Directories (and by extension filesystems/volumes/disks) used by Apache Cassandra all serve different purposes:
data- mostly read-heavy unless tables are on LCS with a high-update workload,
commitlog- mostly writes by the nature of commits
solr_data_dir- both reads and writes, purely for Solr (only applies to nodes running DSE with Search enabled)
These directories need to be on separate disks so they are not competing for the same IO bandwidth. However, this isn't necessary when it comes to NVMe SSDs because those are amazingly fast.
noop scheduler (no operation) uses a first-in-first-out (FIFO) algorithm and is good for volumes backed by multiple disks since the IO is spread across the disks.
deadline scheduler splits requests into queues. Each request has a timestamp associated with it and the kernel uses it to calculate an "expiration" on the request, hence the name "deadline". Requests closest to the deadline are prioritised by the scheduler. By default, reads have a shorter expiration (500ms) over writes (5s) effectively prioritising reads over writes.
data directory is best suited for the
deadline scheduler since reads are given priority over compactions.
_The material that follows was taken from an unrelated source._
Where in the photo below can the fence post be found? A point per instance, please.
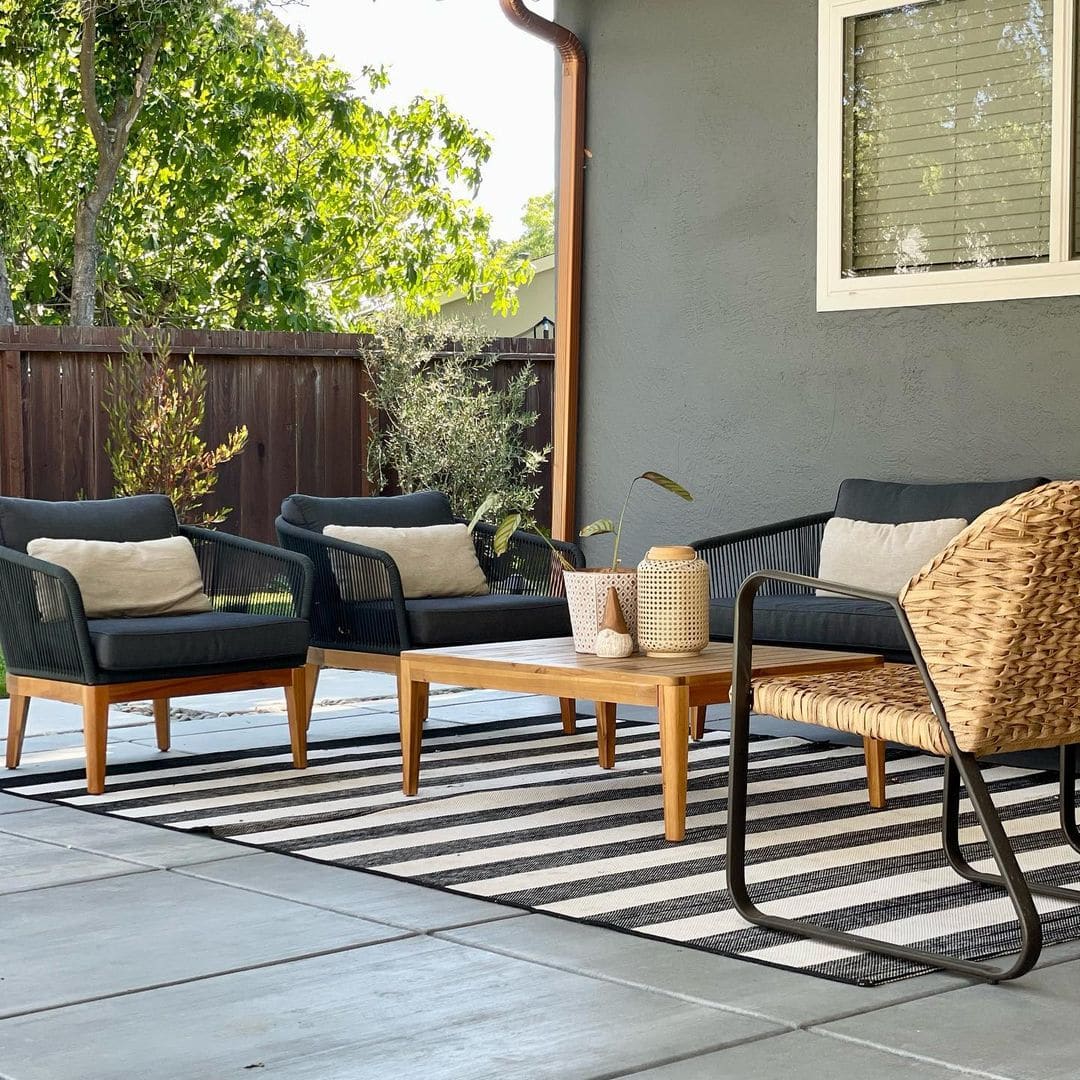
(12, 435)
The choice of scheduler isn't so relevant for the
commitlog since it is almost purely write-only workload.
When it comes to the
solr_data_dir for DSE Search nodes, choose the
noop scheduler when the volume is backed by multiple disks, otherwise use the
deadline scheduler as the default.
As a final point, the choice of scheduler for servers with NVMe SSDs is irrelevant since they are extremely fast and very difficult to saturate. In most cases, it is advisable to not use an I/O scheduler (set to
none) since the kernel will waste resources scheduling I/O requests unnecessarily, again because the disks are very fast.